Mauritian Cuisine

Mauritius is a paradise for the senses, not only for the eyes with its beautiful landscape, but also for the palate. Gastronomes will find a variety of flavours and aromas inherited from the different migrations through its history. Culinary traditions from France, India, China and Africa, the best-known and appreciated cuisines in the world, have been passed on through generations. The story of a Mauritian starting the day with a continental breakfast, followed by an Indian lunch and finishing off with a Chinese dinner is a common cliché.
Mauritius has strong ties with the French culture through its history, which have left a very French style of "savoir vivre". French dishes like the daube, civet de lièvre or coq au vin served with good wine bear the testimony of these traditions. As years passed by, some have been adapted to the more exotic ingredients of the island to confer some unique savour.
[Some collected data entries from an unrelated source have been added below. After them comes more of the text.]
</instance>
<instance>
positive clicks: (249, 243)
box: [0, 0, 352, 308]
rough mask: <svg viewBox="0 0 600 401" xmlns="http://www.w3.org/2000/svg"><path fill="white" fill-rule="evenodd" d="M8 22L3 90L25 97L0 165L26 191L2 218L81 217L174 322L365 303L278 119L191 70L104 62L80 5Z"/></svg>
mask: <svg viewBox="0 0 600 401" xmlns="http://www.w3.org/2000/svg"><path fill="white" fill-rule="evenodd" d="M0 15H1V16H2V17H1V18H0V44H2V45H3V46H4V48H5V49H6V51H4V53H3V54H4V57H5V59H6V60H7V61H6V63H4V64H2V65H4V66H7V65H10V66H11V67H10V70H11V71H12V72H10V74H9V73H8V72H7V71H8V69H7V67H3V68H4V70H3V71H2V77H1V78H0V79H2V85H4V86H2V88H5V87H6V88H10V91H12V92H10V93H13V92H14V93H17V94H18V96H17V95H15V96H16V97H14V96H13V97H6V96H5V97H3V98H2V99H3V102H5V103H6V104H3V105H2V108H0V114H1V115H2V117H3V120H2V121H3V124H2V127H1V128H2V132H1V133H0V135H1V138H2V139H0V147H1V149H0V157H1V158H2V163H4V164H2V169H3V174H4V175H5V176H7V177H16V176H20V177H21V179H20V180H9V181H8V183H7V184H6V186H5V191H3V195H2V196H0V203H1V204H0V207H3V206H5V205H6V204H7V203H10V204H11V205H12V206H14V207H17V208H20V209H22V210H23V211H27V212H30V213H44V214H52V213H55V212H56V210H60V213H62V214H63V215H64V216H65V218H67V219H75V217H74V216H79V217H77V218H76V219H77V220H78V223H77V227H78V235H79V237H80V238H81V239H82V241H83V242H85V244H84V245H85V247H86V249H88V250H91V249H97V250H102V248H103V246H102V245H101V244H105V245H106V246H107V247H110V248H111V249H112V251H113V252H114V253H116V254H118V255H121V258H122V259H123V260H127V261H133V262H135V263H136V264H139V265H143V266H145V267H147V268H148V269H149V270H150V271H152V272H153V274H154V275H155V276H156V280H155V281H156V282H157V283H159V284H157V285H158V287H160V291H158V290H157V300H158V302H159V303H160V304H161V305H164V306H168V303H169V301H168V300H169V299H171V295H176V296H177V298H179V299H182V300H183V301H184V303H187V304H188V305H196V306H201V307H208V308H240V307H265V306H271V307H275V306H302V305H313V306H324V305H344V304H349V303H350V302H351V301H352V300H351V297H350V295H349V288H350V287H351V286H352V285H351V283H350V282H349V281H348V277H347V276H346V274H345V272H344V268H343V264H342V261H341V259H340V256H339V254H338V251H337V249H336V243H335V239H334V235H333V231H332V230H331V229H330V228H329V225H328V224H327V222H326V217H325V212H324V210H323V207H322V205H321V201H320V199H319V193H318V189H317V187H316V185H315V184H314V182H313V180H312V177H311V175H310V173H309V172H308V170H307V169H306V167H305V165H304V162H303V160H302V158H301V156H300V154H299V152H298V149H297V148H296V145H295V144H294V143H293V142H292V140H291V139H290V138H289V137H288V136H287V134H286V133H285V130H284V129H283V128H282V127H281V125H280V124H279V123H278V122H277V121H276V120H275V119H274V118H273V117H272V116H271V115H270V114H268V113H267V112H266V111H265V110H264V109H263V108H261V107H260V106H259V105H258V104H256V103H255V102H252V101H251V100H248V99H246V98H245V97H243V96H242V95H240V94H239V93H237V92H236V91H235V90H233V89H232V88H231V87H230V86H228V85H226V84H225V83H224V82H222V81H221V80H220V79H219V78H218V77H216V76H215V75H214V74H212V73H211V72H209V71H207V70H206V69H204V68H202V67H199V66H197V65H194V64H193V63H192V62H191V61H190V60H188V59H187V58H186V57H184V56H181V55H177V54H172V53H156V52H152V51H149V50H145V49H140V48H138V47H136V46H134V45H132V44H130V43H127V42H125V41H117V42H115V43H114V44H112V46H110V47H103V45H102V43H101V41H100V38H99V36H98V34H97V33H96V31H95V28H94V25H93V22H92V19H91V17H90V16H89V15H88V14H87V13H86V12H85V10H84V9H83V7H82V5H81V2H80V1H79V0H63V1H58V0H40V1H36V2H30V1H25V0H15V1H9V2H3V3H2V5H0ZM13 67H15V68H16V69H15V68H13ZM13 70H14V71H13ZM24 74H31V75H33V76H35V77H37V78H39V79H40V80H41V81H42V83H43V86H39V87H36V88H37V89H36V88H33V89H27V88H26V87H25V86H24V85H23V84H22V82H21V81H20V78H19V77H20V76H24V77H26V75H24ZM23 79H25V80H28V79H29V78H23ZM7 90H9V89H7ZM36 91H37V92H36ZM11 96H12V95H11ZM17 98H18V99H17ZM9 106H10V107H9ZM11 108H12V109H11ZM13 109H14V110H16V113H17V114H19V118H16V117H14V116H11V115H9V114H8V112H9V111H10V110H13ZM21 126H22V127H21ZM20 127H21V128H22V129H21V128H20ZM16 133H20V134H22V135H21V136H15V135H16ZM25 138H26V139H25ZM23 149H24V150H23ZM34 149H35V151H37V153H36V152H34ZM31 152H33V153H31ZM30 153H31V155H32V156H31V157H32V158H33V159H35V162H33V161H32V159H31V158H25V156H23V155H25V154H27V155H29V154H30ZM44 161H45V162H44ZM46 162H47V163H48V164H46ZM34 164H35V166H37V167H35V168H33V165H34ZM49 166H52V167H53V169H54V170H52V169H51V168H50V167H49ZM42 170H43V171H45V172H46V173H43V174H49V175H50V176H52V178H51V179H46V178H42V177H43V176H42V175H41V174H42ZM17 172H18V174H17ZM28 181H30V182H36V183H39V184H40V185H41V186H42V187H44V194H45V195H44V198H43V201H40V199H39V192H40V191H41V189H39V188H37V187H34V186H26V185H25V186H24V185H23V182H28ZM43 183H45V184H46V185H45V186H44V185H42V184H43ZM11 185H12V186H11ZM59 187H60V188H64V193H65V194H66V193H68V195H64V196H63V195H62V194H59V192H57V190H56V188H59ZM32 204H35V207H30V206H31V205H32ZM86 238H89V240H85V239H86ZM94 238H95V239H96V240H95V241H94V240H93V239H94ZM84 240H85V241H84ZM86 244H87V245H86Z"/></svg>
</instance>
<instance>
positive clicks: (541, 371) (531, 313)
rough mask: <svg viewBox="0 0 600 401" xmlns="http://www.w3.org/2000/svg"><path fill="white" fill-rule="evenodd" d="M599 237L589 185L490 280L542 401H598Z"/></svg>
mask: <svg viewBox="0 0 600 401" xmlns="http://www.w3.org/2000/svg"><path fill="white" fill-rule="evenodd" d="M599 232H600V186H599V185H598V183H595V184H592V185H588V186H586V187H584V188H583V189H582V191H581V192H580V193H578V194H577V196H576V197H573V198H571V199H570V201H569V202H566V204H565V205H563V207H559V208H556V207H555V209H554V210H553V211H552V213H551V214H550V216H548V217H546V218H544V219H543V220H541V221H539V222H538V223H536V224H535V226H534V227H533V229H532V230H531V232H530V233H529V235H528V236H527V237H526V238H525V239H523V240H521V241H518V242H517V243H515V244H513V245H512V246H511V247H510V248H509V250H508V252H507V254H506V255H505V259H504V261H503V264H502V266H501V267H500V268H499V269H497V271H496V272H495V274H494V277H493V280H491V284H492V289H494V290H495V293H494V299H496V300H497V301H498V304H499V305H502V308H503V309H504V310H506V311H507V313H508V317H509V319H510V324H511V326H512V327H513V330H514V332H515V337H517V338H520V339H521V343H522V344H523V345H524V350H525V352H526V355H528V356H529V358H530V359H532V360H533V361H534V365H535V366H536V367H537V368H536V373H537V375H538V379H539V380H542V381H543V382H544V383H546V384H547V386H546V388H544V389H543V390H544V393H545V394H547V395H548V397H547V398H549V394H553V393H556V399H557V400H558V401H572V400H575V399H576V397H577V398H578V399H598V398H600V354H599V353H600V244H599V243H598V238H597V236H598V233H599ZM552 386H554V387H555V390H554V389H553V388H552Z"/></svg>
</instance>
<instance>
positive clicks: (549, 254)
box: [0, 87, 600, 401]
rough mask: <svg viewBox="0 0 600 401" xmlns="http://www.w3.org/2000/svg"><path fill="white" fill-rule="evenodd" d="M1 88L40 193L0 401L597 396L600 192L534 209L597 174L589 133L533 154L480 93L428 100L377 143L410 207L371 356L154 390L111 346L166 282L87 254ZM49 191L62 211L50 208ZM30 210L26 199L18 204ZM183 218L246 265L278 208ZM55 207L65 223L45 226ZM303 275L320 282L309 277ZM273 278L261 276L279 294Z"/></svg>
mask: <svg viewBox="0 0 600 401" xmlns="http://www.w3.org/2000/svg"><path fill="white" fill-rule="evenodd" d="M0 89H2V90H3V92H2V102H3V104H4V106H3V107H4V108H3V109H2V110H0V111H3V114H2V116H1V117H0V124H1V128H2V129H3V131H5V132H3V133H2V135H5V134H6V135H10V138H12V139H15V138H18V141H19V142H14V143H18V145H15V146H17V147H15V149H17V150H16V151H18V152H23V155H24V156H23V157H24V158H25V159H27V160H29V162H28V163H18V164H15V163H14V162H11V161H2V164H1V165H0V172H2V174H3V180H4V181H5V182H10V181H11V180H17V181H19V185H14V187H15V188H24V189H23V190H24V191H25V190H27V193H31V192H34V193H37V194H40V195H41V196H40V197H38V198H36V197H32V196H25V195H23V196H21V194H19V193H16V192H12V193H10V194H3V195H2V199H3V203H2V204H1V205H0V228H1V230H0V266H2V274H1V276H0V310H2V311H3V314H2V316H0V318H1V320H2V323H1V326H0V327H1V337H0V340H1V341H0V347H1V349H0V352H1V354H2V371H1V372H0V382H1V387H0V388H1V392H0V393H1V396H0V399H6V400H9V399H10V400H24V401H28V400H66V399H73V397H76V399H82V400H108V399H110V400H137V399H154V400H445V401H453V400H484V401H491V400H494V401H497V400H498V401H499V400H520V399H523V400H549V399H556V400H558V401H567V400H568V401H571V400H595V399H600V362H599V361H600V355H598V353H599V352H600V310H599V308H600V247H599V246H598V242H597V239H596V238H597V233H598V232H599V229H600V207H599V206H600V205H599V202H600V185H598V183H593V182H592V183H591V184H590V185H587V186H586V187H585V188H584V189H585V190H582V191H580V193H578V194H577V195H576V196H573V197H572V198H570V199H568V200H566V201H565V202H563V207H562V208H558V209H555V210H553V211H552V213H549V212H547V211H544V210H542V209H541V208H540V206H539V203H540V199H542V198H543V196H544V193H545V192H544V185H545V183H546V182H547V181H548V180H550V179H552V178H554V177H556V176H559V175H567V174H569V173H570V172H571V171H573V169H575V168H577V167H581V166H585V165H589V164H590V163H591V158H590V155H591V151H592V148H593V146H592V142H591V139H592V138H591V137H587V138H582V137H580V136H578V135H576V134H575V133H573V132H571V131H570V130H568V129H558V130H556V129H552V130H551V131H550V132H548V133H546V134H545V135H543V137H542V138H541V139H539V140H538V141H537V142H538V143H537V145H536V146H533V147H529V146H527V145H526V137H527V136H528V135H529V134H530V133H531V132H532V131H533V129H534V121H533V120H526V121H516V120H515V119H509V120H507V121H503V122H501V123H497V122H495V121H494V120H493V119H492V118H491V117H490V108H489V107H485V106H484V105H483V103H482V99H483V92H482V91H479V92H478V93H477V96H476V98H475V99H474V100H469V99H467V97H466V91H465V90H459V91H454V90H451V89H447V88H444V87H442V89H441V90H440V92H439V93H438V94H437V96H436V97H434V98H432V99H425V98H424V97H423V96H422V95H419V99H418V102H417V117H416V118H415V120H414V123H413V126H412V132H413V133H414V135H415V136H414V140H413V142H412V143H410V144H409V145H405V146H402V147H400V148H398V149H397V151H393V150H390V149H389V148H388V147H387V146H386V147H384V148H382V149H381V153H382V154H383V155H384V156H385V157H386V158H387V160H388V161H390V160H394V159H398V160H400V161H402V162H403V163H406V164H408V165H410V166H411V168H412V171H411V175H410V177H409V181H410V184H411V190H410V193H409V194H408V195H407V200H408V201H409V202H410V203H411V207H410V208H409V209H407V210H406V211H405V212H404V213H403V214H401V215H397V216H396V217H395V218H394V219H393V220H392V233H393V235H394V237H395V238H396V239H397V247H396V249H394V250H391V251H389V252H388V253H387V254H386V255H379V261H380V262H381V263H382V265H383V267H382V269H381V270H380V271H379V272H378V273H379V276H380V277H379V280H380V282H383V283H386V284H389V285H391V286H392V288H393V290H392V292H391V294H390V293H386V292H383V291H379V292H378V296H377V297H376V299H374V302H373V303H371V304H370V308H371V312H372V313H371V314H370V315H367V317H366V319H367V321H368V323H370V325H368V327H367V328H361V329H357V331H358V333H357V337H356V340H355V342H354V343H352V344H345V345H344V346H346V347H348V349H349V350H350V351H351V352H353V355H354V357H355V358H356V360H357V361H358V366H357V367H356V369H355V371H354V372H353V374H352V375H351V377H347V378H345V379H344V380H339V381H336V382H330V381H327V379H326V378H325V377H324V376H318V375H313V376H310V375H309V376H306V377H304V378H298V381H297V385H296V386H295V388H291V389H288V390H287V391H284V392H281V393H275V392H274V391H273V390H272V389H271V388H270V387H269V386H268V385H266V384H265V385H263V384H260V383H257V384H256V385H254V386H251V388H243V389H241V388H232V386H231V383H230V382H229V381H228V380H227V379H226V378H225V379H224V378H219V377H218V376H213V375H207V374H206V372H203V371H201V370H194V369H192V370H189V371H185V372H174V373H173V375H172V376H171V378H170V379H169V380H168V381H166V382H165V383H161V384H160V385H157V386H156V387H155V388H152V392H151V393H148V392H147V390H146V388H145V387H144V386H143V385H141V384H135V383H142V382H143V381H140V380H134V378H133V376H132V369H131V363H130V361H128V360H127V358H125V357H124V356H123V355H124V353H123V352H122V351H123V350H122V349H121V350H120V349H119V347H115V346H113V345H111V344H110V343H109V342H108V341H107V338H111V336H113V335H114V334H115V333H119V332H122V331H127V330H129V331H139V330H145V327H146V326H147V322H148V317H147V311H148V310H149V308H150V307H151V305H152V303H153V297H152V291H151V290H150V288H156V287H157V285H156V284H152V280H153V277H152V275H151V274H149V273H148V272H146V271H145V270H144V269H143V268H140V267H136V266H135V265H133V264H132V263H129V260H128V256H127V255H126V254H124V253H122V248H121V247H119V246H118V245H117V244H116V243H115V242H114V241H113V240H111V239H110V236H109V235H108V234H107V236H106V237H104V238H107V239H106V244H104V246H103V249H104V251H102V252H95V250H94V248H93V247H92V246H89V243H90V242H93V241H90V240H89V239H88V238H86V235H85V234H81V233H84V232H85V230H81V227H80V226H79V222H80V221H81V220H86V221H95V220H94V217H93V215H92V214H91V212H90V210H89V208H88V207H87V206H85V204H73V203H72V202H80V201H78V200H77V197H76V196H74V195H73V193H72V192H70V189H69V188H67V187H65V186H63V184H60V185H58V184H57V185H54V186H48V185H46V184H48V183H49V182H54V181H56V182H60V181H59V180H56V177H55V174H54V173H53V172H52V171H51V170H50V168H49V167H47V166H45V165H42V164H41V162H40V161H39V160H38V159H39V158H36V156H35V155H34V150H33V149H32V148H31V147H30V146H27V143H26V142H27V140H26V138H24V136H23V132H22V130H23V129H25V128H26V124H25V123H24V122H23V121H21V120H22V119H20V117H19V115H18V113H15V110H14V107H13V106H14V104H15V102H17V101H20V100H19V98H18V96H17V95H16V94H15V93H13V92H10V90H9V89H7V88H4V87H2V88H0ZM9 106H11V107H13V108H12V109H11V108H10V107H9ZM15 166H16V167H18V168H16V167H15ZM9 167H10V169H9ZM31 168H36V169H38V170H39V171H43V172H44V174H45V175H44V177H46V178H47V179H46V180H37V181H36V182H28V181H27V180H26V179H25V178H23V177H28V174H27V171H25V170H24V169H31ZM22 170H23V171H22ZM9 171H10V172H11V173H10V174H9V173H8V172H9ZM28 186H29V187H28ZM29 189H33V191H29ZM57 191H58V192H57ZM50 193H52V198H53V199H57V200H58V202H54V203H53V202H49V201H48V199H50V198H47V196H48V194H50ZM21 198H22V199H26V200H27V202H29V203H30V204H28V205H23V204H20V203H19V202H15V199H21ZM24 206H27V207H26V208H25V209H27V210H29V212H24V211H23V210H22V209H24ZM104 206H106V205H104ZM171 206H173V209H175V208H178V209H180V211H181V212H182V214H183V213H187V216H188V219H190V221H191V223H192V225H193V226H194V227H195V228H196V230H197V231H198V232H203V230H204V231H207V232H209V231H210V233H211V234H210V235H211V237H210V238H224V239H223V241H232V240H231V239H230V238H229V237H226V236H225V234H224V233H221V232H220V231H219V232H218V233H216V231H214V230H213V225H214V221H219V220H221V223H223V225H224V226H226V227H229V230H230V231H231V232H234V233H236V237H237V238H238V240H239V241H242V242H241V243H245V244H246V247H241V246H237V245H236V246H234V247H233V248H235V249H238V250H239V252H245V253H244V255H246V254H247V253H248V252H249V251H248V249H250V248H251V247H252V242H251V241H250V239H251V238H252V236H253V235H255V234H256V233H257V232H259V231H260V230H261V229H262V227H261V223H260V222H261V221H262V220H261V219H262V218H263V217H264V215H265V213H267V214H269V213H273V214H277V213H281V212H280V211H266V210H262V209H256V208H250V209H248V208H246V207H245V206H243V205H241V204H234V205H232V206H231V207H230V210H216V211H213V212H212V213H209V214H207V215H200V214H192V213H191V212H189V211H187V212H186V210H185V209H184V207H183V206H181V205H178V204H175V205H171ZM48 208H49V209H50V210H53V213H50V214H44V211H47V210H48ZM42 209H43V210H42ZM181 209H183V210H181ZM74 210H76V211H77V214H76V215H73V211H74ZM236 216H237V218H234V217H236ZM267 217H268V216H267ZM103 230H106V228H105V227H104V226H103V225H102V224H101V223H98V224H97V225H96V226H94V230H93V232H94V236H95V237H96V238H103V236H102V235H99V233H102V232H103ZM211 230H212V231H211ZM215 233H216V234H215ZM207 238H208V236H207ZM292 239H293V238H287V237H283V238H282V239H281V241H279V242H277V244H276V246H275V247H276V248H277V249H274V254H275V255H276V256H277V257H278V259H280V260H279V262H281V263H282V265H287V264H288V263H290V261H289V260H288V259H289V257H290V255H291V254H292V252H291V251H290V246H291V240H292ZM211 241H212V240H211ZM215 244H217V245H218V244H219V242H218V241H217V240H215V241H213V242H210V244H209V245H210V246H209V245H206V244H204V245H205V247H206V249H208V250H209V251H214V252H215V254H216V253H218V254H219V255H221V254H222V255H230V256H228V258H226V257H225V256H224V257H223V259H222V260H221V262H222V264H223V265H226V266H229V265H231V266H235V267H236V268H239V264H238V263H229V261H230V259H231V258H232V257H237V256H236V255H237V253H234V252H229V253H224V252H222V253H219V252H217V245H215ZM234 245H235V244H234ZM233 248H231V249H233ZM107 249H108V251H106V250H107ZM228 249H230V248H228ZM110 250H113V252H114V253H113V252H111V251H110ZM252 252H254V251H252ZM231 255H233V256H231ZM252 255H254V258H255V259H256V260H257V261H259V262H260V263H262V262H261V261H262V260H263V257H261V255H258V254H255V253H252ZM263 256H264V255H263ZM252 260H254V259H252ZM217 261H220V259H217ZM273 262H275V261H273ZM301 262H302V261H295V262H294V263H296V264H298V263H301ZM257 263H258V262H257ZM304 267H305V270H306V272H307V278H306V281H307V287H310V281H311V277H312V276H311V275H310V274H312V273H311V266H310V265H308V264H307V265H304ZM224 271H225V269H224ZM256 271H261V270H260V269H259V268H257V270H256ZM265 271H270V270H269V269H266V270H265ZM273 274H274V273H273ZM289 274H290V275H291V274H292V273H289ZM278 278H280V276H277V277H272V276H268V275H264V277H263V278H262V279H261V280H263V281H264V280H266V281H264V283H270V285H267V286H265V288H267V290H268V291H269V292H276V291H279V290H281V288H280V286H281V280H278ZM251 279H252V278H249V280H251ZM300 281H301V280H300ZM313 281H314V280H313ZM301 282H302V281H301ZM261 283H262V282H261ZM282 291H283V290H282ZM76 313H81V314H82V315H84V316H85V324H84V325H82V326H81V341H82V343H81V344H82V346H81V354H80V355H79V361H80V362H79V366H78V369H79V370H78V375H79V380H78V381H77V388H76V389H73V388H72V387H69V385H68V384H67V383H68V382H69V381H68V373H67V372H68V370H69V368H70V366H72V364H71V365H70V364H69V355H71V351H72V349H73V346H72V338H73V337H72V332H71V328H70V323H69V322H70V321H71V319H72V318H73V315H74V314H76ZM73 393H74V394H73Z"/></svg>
During the nineteenth century, after the abolition of slavery, Indian workers who migrated to Mauritius brought with them their exquisite cuisine. Those indentured labourers came from different parts of India, each with their own culinary tradition, depending on the region. The extensive use of spices like saffron, cinnamon, cardamom and cloves are the common ingredients that provide some powerful, yet subtle, savour. There is also extensive use of dals, vegetables, beans, and pickles to accompany the dishes. Dhollpuri and roti, originally an Indian delicacy, have become the fish and chips of the Mauritians. Biryani from Mughal origins is a dish prepared by the Muslim community, with meat mixed with spiced rice and potatoes.
The end of the 19th century saw the arrival of Chinese migrants, who came mostly from the south-eastern part of China. They originated mostly from the Cantonese region bearing the best reputation in Chinese cuisine for its variety and sophistication. Chinese dishes appeal to the senses through colour, shape, aroma and taste. This tradition of excellence has been preserved and, as such, has conquered the tables of all the other communities. Even if the Chinese community is one of the smallest, its cuisine is the most present in the restaurants around the island. Fried noodles or rice, chopsuey, spring rolls are eaten by everyone. Other such delicacies as the shark fin or abalone soup can only be found in specialised Chinese restaurants.
Along Over the years, each community has adapted and mixed each other's cuisine to their liking, which has resulted in a Mauritian cuisine. This can be seen in the Creole cuisine which is a blend of different ingredients and savours. The ever-present creole "rougaille" is served with a number of "achards" (pickles) or dals and rice from Indian origin. There have also been some changes during the last twenty years with the arrival of some fast foods: burgers, pizza and chips.

Anyone visiting the island should try a pair of dhollpuri with a large glass of "alouda" or tamarind juice to have a genuine taste of Mauritius.